NASA's planet-hunting spacecraft, Kepler, has made a comeback by discovering the first alien planet in its K2 mission.
NASA revealed that the discovery was made when astronomers and engineers working on Kepler devised an "ingenious way" to make the spacecraft versatile by continuing its search of cosmos for other worlds.
"Last summer, the possibility of a scientifically productive mission for Kepler after its reaction wheel failure in its extended mission was not part of the conversation," said Paul Hertz, NASA's astrophysics division director at the agency's headquarters in Washington.
Since its malfunction in May 2013, this is Kepler's first discovery. HIP 116454b is a "Super Earth" about 20,000 miles wide and 12 times more massive than our earth.
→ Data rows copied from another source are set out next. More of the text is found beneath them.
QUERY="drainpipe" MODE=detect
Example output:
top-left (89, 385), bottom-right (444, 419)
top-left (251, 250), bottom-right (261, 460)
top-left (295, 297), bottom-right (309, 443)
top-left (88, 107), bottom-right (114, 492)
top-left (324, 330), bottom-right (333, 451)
Reborn Kepler can still hunt! Astronomers use public data to discover K2's first exoplanet! http://t.co/fPUVgcGqfE pic.twitter.com/IwlQZT4cHT
— NASA Kepler (@NASAKepler) December 18, 2014
"Like a phoenix rising from the ashes, Kepler has been reborn and is continuing to make discoveries," said Andrew Vanderburg, the lead author of a study on the discovery. "Even better, the planet it found is ripe for follow-up studies."
Vanberburg, a graduate student at the Harvard-Smithsonian Centre for Astrophysics in Cambridge, Massachusetts, had studied the publicly available data collected by the spacecraft during a test of K2 in February 2014.
Kepler's discovery has been confirmed by the HARPS-North spectrograph of the Telescopio Nazionale Galileo in the Canary Islands, which captured the wobble of the star caused by the planet's gravitational tug as it orbits.
The Super Earth is measured to be 2.5 times the diameter of Earth and is 180 light-years from Earth. It follows a close, nine-day orbit around a star that is smaller and cooler than our sun, making it too hot for the existence of any life.